METHODS: Participants were followed up for 24 weeks for development of TB-IRIS. Plasma samples were collected at baseline and presentation with symptoms. Groups of cases and controls were as follows: pre-ART TB and developed paradoxical TB-IRIS (n = 9); pre-ART TB but no IRIS (n = 12); no pre-ART TB but developed unmasking TB-IRIS (n = 13); no pre-ART TB and no TB or IRIS during treatment (n = 12). Concentrations of 18 cytokines and chemokines, and C-reactive protein (CRP), were measured and compared.

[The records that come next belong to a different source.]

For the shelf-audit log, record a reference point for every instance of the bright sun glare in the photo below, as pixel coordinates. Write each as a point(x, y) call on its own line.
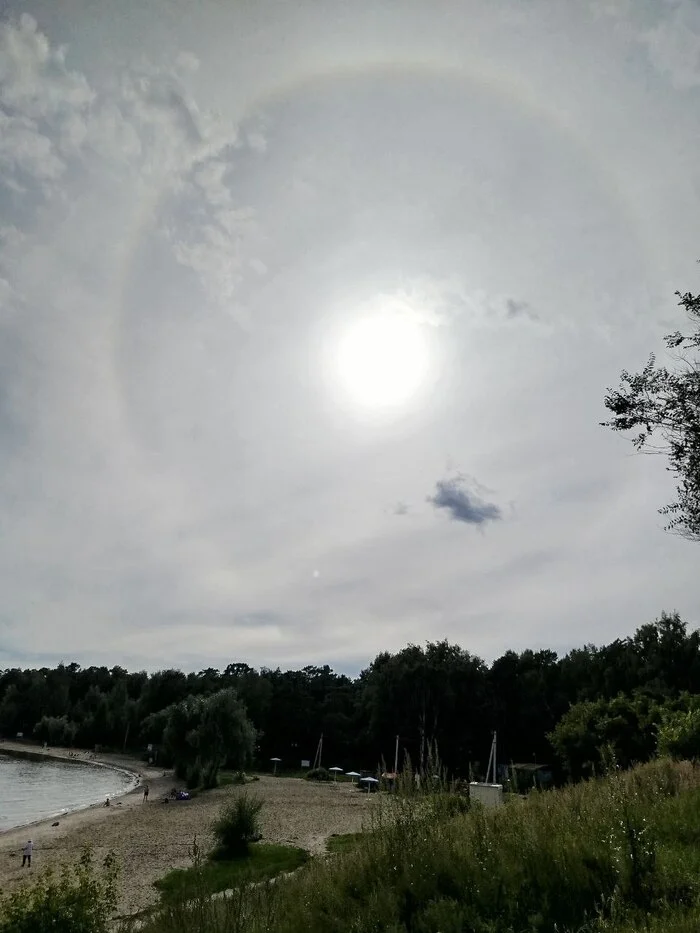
point(382, 360)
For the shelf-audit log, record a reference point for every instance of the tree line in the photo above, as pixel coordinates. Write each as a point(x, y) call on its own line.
point(568, 711)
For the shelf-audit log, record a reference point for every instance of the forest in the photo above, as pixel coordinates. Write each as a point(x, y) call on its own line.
point(630, 698)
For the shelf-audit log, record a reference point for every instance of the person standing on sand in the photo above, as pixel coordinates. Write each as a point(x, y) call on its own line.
point(27, 854)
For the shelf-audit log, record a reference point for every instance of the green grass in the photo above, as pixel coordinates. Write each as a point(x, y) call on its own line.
point(344, 842)
point(264, 861)
point(612, 855)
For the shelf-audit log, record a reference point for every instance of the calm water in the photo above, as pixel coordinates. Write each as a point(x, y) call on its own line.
point(33, 790)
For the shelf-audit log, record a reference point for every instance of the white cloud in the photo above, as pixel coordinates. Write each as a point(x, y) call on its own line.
point(674, 44)
point(162, 468)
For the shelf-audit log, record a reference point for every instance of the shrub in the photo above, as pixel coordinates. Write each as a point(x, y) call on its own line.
point(210, 776)
point(318, 774)
point(193, 775)
point(79, 901)
point(238, 825)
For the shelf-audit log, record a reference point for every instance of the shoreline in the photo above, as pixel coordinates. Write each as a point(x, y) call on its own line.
point(149, 839)
point(120, 764)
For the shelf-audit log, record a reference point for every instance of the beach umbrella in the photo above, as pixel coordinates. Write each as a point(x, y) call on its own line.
point(370, 781)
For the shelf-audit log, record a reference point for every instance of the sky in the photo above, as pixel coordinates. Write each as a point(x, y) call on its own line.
point(307, 315)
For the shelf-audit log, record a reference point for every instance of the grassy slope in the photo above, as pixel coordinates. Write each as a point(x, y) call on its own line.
point(609, 856)
point(264, 861)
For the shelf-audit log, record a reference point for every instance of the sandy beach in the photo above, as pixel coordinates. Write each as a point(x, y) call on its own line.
point(151, 838)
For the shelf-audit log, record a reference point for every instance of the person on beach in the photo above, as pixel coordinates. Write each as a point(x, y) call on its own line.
point(27, 854)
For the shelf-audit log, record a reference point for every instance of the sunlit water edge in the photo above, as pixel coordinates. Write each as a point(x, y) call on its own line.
point(33, 790)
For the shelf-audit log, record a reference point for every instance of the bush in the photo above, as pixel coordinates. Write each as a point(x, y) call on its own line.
point(79, 901)
point(318, 774)
point(237, 826)
point(193, 775)
point(210, 776)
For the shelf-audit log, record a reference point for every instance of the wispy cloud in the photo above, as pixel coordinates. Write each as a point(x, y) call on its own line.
point(462, 503)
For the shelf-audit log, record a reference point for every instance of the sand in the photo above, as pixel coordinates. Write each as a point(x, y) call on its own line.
point(151, 838)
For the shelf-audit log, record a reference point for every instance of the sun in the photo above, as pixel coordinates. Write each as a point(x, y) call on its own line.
point(382, 360)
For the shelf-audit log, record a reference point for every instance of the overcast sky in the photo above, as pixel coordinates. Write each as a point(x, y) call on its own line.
point(307, 314)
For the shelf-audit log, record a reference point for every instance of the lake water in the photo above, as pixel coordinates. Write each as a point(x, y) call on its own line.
point(33, 789)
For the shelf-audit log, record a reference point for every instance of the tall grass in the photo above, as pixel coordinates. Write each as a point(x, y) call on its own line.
point(618, 853)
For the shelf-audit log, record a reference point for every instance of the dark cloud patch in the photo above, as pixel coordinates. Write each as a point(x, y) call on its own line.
point(463, 504)
point(519, 309)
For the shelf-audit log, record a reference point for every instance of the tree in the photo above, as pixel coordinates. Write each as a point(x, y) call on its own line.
point(207, 733)
point(667, 404)
point(679, 732)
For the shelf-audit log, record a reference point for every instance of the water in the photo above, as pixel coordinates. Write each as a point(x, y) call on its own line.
point(33, 789)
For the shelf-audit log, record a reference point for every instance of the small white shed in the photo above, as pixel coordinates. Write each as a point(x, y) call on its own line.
point(490, 795)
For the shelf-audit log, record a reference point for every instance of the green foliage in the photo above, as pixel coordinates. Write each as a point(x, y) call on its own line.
point(203, 734)
point(667, 404)
point(436, 693)
point(192, 773)
point(238, 825)
point(80, 900)
point(610, 855)
point(622, 726)
point(679, 733)
point(317, 774)
point(209, 877)
point(56, 730)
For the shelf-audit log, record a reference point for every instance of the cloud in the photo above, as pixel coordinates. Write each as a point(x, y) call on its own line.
point(463, 504)
point(674, 45)
point(669, 31)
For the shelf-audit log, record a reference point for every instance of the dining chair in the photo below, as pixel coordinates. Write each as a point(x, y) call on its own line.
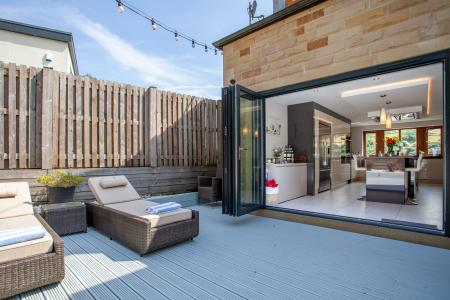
point(414, 171)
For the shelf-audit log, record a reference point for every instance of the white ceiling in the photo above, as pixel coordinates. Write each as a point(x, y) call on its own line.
point(356, 108)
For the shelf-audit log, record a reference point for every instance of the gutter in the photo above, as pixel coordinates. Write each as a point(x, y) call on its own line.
point(299, 6)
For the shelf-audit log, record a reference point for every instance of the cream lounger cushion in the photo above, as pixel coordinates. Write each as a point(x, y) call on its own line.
point(137, 208)
point(110, 195)
point(113, 181)
point(7, 190)
point(24, 249)
point(20, 204)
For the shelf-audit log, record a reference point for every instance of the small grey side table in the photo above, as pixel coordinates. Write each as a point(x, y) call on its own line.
point(65, 218)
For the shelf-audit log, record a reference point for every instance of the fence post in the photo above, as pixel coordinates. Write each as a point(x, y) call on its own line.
point(47, 118)
point(152, 125)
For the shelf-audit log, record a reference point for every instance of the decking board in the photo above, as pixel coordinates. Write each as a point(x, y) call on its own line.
point(254, 258)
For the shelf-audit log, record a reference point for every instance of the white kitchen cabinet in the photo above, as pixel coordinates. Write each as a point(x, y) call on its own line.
point(291, 178)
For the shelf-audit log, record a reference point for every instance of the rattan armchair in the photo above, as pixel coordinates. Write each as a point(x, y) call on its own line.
point(21, 275)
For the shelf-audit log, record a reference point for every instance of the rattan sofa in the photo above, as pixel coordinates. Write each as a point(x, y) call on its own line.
point(133, 230)
point(19, 274)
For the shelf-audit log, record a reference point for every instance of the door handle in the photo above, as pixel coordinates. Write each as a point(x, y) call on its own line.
point(240, 150)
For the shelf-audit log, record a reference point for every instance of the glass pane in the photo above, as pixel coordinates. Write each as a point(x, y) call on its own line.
point(371, 144)
point(391, 134)
point(434, 141)
point(251, 151)
point(408, 141)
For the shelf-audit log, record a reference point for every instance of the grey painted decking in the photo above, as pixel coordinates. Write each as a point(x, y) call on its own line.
point(253, 258)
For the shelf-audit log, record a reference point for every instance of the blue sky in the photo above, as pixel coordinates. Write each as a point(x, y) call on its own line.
point(124, 48)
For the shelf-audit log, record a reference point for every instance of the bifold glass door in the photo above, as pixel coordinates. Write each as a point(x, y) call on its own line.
point(243, 150)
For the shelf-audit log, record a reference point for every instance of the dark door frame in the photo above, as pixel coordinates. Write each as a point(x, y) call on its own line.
point(431, 58)
point(231, 188)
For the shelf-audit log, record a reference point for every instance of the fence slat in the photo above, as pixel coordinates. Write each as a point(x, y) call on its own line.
point(122, 126)
point(62, 120)
point(47, 114)
point(22, 117)
point(175, 129)
point(128, 113)
point(94, 124)
point(180, 129)
point(192, 135)
point(134, 124)
point(165, 134)
point(78, 123)
point(116, 125)
point(185, 138)
point(158, 125)
point(70, 135)
point(2, 116)
point(38, 121)
point(141, 128)
point(101, 124)
point(169, 129)
point(109, 152)
point(86, 122)
point(11, 115)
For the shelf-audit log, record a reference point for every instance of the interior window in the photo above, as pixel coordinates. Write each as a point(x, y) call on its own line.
point(390, 134)
point(434, 141)
point(409, 141)
point(371, 144)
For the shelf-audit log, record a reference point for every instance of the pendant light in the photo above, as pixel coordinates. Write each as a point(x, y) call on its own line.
point(388, 121)
point(383, 116)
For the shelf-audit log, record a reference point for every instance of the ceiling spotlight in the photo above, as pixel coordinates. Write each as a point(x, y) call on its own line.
point(388, 121)
point(120, 7)
point(383, 116)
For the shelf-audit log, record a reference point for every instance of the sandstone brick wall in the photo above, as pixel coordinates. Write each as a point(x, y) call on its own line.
point(337, 36)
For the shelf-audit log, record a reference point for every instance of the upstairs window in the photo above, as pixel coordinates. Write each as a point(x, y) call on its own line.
point(434, 142)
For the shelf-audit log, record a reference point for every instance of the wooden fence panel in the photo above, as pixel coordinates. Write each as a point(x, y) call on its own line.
point(50, 120)
point(101, 124)
point(70, 109)
point(2, 116)
point(115, 121)
point(12, 115)
point(62, 120)
point(86, 122)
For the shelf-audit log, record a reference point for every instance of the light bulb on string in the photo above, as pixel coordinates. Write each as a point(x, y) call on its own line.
point(120, 7)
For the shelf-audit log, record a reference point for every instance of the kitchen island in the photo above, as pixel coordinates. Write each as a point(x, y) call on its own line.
point(291, 179)
point(387, 180)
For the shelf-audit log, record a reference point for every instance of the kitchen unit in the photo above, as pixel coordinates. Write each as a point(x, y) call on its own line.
point(291, 179)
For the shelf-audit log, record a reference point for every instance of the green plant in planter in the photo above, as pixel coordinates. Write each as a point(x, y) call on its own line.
point(60, 179)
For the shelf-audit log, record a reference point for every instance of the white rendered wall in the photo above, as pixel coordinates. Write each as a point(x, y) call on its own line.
point(29, 50)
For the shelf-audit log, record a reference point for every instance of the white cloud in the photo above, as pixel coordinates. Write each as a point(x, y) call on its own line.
point(164, 72)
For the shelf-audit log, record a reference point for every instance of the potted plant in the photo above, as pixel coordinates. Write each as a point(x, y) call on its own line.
point(392, 143)
point(277, 152)
point(60, 186)
point(271, 190)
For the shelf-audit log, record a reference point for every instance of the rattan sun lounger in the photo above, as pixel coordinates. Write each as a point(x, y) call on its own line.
point(27, 265)
point(119, 213)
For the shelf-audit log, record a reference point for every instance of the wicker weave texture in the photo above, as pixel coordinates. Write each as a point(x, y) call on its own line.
point(136, 233)
point(26, 274)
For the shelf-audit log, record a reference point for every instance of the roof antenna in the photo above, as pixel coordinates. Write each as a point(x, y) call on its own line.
point(251, 9)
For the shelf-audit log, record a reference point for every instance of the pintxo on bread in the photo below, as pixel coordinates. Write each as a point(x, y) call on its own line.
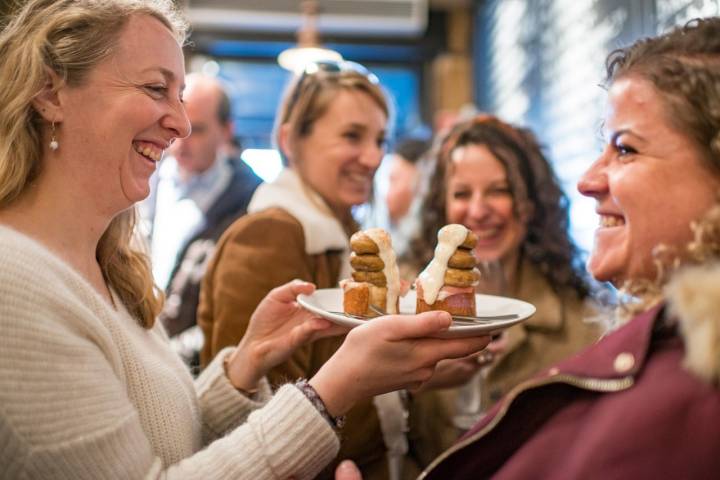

RESULTS: Event samples were drawn a median of 28 days after ART initiation [interquartile range (IQR) 14-56 days]. During paradoxical TB-IRIS events, there were lower median concentrations of interleukin-10 [IL-10; 22.1 (IQR 15.3-34.9) vs. 82.2 (29.4-128.4) pg/ml, P = 0.047] and monocyte chemotactic protein-1 [MCP-1; 27.6 (20.0-29.7) vs. 71.4 (40.6-77.8) pg/ml, P = 0.005], and higher CRP: IL-10 ratio [2.2 × 10³ (1.8-3.4) vs. 0.3 × 10³ (0.2-0.5), P = 0.003] than in controls. Patients who developed unmasking TB-IRIS had higher median pre-ART levels of CRP [25 (8-47) vs. 6 (lower limit of detection, LLD-12) mg/l, P = 0.046] and interferon gamma (IFN-γ) [9.1 (4.4-24.7) vs. 0.9 (LLD-8.7) pg/ml, P = 0.032] than controls.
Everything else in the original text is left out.